Dr. Rivella has been providing expertise on mouse models important for red blood cell and macrophage biology as well as inflammation and iron metabolism to many US laboratories and pharmaceuticals interested in learning these subjects and/or testing new drugs. As such he has collaborated or provided consultation to many companies, biotechs and pharmaceuticals, such as Rana Therapeutics, Keryx Pharmaceuticals, Nektar Therapeutics, Novartis Pharmaceutical, Ionis Pharmaceutical, Merganser Biotech, Bayer Pharmaceutical, Megenics LLC, Biomarin Pharmaceutical, and Alexion Pharmaceutical. He is presently a member of the Scientific Advisory Board (SAB) of Merganser Biotech and Ionis Pharmaceutical.

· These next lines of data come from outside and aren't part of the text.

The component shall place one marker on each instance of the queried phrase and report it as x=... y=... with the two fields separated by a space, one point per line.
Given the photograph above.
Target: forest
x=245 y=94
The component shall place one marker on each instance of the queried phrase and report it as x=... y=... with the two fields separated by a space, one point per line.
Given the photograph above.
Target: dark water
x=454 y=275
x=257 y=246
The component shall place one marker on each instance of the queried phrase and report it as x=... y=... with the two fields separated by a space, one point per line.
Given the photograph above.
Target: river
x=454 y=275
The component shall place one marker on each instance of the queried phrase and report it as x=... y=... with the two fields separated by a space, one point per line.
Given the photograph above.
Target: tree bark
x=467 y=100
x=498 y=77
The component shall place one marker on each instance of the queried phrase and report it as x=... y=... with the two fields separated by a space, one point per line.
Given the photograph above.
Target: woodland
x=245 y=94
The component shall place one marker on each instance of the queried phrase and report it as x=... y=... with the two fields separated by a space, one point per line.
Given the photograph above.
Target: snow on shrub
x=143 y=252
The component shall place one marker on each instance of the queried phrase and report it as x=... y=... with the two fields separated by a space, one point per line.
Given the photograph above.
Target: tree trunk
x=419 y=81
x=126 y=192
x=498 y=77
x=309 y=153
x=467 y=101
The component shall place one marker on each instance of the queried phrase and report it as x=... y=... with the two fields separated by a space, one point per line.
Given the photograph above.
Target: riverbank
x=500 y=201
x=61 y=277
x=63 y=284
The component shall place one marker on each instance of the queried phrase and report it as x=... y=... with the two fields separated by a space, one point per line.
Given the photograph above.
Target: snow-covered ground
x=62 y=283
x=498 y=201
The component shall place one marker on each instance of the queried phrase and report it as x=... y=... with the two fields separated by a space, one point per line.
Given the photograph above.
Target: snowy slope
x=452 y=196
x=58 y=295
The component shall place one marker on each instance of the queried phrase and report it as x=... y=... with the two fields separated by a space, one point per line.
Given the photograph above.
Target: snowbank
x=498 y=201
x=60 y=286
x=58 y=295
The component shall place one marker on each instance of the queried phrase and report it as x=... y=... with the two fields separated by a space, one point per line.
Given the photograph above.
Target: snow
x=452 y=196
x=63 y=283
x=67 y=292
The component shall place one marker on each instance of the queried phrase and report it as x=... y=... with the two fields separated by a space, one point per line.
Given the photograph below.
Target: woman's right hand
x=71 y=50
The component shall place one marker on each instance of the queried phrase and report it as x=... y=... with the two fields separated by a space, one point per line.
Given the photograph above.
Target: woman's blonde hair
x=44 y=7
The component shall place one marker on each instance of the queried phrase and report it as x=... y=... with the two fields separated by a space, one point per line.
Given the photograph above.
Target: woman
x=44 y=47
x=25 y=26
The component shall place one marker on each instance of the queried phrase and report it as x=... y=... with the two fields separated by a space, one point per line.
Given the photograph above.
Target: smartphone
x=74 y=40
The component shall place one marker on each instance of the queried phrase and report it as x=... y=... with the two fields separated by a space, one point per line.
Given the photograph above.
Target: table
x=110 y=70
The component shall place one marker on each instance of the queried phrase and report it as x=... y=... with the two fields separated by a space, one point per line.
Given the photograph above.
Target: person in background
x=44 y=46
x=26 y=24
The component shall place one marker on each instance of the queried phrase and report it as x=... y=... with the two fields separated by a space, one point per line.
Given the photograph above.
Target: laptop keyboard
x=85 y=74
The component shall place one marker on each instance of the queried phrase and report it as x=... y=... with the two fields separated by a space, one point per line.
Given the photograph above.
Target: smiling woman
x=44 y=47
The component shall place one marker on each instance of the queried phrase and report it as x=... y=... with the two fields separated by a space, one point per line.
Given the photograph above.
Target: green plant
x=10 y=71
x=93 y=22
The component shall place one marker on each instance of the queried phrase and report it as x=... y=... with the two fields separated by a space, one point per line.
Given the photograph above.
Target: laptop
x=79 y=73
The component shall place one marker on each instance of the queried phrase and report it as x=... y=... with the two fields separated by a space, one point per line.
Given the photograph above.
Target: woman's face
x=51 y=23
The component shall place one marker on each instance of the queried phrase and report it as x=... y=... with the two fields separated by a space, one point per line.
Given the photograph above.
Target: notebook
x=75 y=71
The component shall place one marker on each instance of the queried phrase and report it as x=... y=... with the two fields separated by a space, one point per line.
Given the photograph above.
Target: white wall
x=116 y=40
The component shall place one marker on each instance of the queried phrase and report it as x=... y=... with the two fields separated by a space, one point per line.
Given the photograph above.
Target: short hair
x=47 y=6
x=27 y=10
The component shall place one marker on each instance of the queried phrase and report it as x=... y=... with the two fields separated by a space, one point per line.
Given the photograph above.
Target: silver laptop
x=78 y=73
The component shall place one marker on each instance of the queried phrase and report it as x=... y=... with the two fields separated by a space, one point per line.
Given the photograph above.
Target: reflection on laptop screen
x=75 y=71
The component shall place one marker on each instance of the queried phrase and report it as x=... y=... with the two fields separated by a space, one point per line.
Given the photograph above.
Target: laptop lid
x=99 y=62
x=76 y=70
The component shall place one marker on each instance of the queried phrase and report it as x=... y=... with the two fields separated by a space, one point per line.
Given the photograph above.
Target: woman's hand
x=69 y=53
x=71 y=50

Dr. Rivella has been a member of the Scientific Committee on Red Cell Biology and Chairman of the Scientific Committee on Iron and Heme of the American Society of Hematology (ASH) and Director of the International BioIron Society (IBIS). He is or has been a member of the American Society of Hematology (ASH), BioIron Society (IBIS), Società Italiana Talassemie ed Emoglobinopatie (SITE), European Medicines Agency (EMA), American Society of Gene & Cell Therapy (ASGCT), International Society of Experimental Hematology (ISEH), the New York Academy of Sciences (NYAS), American Society of Gene and Cell Therapy (ASGCT) and International Society for Stem Cell Research (ISSCR) and reviewer on several National Institutes of Health (NIH) study sessions.
He is one of the lead authors of the paper “The European Hematology Association Roadmap For European Hematology Research: A Consensus Document”. In the last decade, he has been teaching the subjects of normal and aberrant erythropoiesis, iron metabolism and gene therapy to PhD, MD and MD/PhD students (in US and foreign countries), explaining the use of transgenic animals, gene transfer vectors, the pathophysiology of many human diseases and the emerging of new therapies.